Diplomacy
Tournaments

Tournament #2

John Newbury        17 July 2012

Home > Diplomacy > Tournaments > Tournament2

Tournaments for AI in the Game of Diplomacy: Tournament #2


Method

Tournament #2 finished on 17 November 2005. The same method was used as in Tournament #1, but with three additional bots, HoldBot, RandBot and Project20M. See Bots for details for the players.

The tournament was directed automatically by the (ad hoc) DeepLoamSea Tournament Director Tools (DTDT). 1000 games of STANDARD variant Diplomacy were controlled by David Norman's DAIDE Server, with results being saved to an Access database for later analysis.

For each game, the first bot to be selected was the one that had played the fewest times so far in the tournament (selected arbitrarily when equal). Further bots for the game were selected uniformly at random from those available, with a given selection having no effect on the probabilities for later selections in the game. If a game seemed to hang (indicated by no advancing of turn for many seconds, depending on stage) it was terminated and rerun. The same selection of bots were used for a rerun to avoid biasing against selecting error-prone bots. (There was otherwise a significant bias. However, the Server would generally assign bots to different powers next time, so there would be a bias against any specific bot-power assignments that tended to hang.) In this way, each game comprised a uniformly random mixture of bots, including possible clones of a bot, but (because of how the first bot was selected in each game) the choice of games to play was such as to tend to minimise the variation in number of times each bot was selected over the whole tournament. (As the current Server always randomly assigns specified bot to available powers, it was not possible actively to minimise variation in assignment of a given bot to a given power.)

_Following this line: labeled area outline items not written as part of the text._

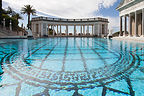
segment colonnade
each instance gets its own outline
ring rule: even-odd
[[[34,27],[35,26],[35,27]],[[62,31],[65,29],[65,31]],[[74,32],[69,31],[73,27]],[[79,29],[77,28],[79,27]],[[51,30],[50,30],[51,29]],[[32,30],[42,36],[106,36],[108,34],[108,24],[87,24],[87,25],[54,25],[54,24],[32,24]],[[79,30],[79,32],[77,31]],[[50,33],[52,31],[52,33]]]
[[[144,36],[144,9],[120,16],[120,36]]]
[[[108,19],[61,19],[37,17],[31,21],[31,29],[34,36],[99,36],[108,35]],[[71,32],[69,29],[73,32]],[[79,29],[78,29],[79,27]],[[65,31],[63,31],[63,29]],[[78,31],[79,30],[79,31]]]

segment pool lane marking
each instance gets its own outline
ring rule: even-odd
[[[82,40],[82,41],[84,41],[84,40]],[[92,40],[91,40],[91,41],[92,41]],[[101,56],[97,51],[95,51],[95,49],[93,49],[92,47],[90,47],[88,42],[87,42],[86,44],[87,44],[87,46],[88,46],[95,54],[97,54],[97,55],[99,56],[99,58],[103,61],[104,65],[106,65],[107,62],[105,61],[105,59],[102,58],[102,56]]]
[[[81,49],[80,49],[79,44],[77,43],[77,41],[76,41],[76,44],[77,44],[77,48],[78,48],[78,50],[80,51],[80,54],[81,54],[81,61],[83,62],[84,71],[88,72],[87,71],[87,64],[86,64],[85,57],[83,56],[83,52],[81,51]]]
[[[39,47],[38,49],[36,49],[34,52],[32,52],[31,54],[29,54],[26,58],[30,57],[32,54],[34,54],[35,52],[37,52],[38,50],[40,50],[42,47],[46,46],[47,44],[50,44],[51,42],[47,42],[44,45],[42,45],[41,47]],[[41,43],[40,43],[41,44]],[[31,49],[30,51],[34,50],[37,47],[34,47],[33,49]],[[30,52],[29,51],[29,52]]]
[[[65,71],[67,48],[68,48],[68,38],[66,38],[66,46],[65,46],[64,58],[63,58],[62,72]]]
[[[61,42],[61,40],[60,40]],[[46,59],[48,58],[48,56],[51,54],[51,52],[54,50],[54,48],[58,45],[59,41],[56,42],[56,44],[52,47],[52,49],[48,52],[48,54],[45,56],[45,58],[42,60],[41,64],[40,64],[40,69],[43,66],[43,63],[46,61]],[[51,43],[52,44],[52,43]]]
[[[91,41],[93,41],[95,44],[99,45],[100,47],[108,50],[110,53],[113,53],[115,56],[119,57],[119,55],[115,54],[112,50],[110,50],[110,49],[108,49],[108,48],[105,48],[105,46],[97,43],[97,42],[95,41],[95,39],[94,39],[94,40],[91,40]],[[98,42],[100,42],[100,43],[105,43],[105,42],[103,42],[103,41],[101,41],[101,40],[98,40]],[[108,44],[106,44],[106,45],[108,45]],[[117,52],[117,51],[115,51],[115,52]]]

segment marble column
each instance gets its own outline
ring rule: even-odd
[[[38,32],[38,37],[41,37],[41,23],[39,23],[39,32]]]
[[[125,19],[124,36],[126,36],[126,33],[127,33],[127,16],[126,15],[124,16],[124,19]]]
[[[74,25],[74,36],[76,36],[76,25]]]
[[[83,35],[85,35],[85,25],[83,25]]]
[[[92,35],[94,35],[94,25],[92,25]]]
[[[87,25],[87,33],[89,33],[89,25]]]
[[[60,36],[62,35],[62,33],[61,33],[61,25],[60,25]]]
[[[12,21],[10,20],[10,31],[12,31]]]
[[[120,34],[119,34],[119,36],[122,36],[122,16],[120,16]]]
[[[46,33],[45,33],[46,36],[48,36],[48,33],[47,33],[47,32],[48,32],[48,29],[47,29],[47,26],[48,26],[48,25],[46,24]]]
[[[3,27],[5,28],[5,18],[3,18]]]
[[[59,32],[58,32],[58,25],[57,25],[57,35],[59,34]]]
[[[50,35],[50,32],[49,32],[49,25],[48,25],[48,28],[47,28],[47,29],[48,29],[48,36],[49,36],[49,35]]]
[[[41,23],[41,36],[43,36],[43,23]]]
[[[132,36],[132,18],[131,14],[129,14],[129,36]]]
[[[54,35],[55,35],[54,25],[53,25],[53,28],[52,28],[52,29],[53,29],[53,36],[54,36]]]
[[[135,36],[138,36],[138,21],[137,21],[137,11],[135,12]]]
[[[82,25],[81,25],[81,35],[82,35]]]
[[[142,36],[144,37],[144,8],[142,9]]]

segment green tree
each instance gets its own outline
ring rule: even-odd
[[[36,10],[33,9],[33,6],[31,5],[24,5],[24,7],[22,7],[21,9],[22,14],[27,14],[28,16],[28,29],[30,29],[30,16],[35,15],[36,14]]]
[[[2,25],[2,0],[0,0],[0,25]]]

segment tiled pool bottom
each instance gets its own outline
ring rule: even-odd
[[[144,96],[144,44],[0,40],[0,96]]]

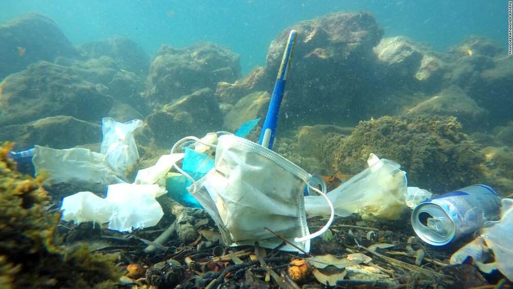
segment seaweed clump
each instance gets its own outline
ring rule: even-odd
[[[322,141],[319,156],[335,172],[357,174],[369,154],[400,163],[409,183],[435,192],[479,182],[483,157],[456,118],[383,117],[360,122],[349,136]]]
[[[12,146],[0,146],[0,287],[114,287],[121,275],[116,257],[61,245],[61,214],[46,211],[42,180],[16,171],[7,157]]]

Each game was terminated when a bot had gained more than half the supply centres (normal finish), or when there had been no change to supply centre scores for a year (potential stalemate). (I believe that none of the bots used would ever request or offer any draw or solo win.)

Server

The following optional (David Norman's) DAIDE Server version 0.25 flags were set:

NB: -ptl=1 (press time limit before deadline) would have been set, but caused Server failure (at least in version 0.24). However, as no bot here could use press, all press settings were irrelevant in this tournament.

Bots

The names and versions of the cohort of 13 competing bots were, alphabetically:

See the Bots for details.

Results

The tournament of 1000 games took about 8 hours to run on an AMD 3400 with 1 GB of RAM under Windows XP Home, with little other concurrent activity. 26% of the time was spent in game set-up, which included the time to start the server and bots, and that wasted on playing games that hung before completion, 9 of which had of which took over a minute (the longest being 163 seconds) and must have taken exceptionally many restarts to succeed. Of the 74% of time that was actually devoted to playing successful games, the mean time per year was 1.49 seconds. Although not directly measured, from casual observation, the set time limits rarely expired (except when totally hung) – turns rarely taking more than a fraction of a second.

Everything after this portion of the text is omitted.